Pilotpip From United States of America, joined Sep 2003, 3152 posts, RR: 10
Reply 8, posted (10 years 4 weeks 1 day 8 hours ago) and read 2749 times:
Thanks for the history lessons guys. I enjoy it. STL sees a lot of military traffic and my neighbors about 300 yards to the southeast build the things. A bunch of new Superhornets have been rolling out lately so I see the CAG ships quite often. Between those, and the F-15K they've been very busy down there. What I don't understand is why that one is so much quieter than other F-15s. It doesn't have that distinct screech at idle.
Dash8tech From United States of America, joined Jul 1999, 732 posts, RR: 5
Reply 9, posted (10 years 1 week 4 days 5 hours ago) and read 2520 times:
VF-11, the Red Rippers were in our CAG when I cruised with VA-196 - met a bunch of good avionics guys in that command. They lost a "D" on the 94 cruise in front of the Discovery Channel and everyone and their brother on deck. It was a planned supersonic flyby so the deck was full of observers, the Tomcat comes flying over the deck, massive boom, shockwave and all and then a second, slightly less dramatic boom, flames and smoke coming out the back of one of the engines, then two popping sounds - the crew baling out. Pilot (and a nugget at that!) had the presence in mind to slow the aircraft down before they punched. Skipper and XO met the helo when it landed, big hugs for his crew. Only a dislocated shoulder suffered.
Sadly a couple years later, same airwing their sister squadron VF-31 lost a Tomcat due to similar circumstances after it had done a supersonic flyby past one of our escoprt ships testing it's sea-wiz guns. In that instance the crew bailed out too early, apparently (my division officer at the time went to flight-school with the young pilot and told us this so don't take it as certain fact, I don't have time to research the thing now...) the guy in the back seat was a senior officer, no longer flying everyday and pulled the handle pretty much as soon as he saw all the caution/warning and fire warning lights come on. Neither of course made it, very sad. Put a real damper on that particular det, it was just a ten-day carrier qual det. I think this was the day before an S-3 came in right of centerline (we were in fairly heavy seas) and bounced it's wing off of two F-14 radomes parked in the six-pack waiting to go back up. Skipper of the boat decided it was time to go home the next day instead of completing the rest of the det. During the fly-off that night an F-14 and one of our A-6's FOD'd on separate ocassions on the catapult. Crazy det that was, and a tragic one.

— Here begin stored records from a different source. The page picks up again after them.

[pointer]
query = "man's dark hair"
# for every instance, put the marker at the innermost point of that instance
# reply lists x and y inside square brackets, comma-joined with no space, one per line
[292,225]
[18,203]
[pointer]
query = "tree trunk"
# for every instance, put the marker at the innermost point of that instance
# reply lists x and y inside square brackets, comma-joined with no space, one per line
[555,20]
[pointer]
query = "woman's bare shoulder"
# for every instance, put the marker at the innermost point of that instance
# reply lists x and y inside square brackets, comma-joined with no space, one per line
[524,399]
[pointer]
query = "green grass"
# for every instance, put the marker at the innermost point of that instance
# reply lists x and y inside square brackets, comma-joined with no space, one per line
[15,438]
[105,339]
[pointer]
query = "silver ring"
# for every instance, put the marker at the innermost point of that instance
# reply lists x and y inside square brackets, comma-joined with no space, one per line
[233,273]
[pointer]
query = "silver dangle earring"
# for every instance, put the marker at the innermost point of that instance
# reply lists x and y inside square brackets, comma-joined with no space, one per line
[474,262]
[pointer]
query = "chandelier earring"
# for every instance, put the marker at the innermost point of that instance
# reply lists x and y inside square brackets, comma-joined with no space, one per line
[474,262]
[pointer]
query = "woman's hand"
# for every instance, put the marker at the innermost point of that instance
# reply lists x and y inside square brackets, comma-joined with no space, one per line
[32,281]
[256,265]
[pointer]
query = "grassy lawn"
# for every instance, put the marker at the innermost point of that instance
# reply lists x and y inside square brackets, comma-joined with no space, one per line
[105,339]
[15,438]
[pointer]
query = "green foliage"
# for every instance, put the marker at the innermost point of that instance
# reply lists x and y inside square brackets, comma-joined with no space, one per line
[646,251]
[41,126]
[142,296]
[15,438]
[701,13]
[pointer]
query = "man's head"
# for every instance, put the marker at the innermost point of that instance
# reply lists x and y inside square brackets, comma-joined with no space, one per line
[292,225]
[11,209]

If I remember right the F-14 incidents were down to an issue with the afterburners on the "D" models. For our '96 cruise (and fleetwide) none of the "D" squadrons were permitted to go Supersonic unless combat warranted it, that made the day of the Hornet guys as they were now the ones tasked with all the showboat as well as operational high speed flights.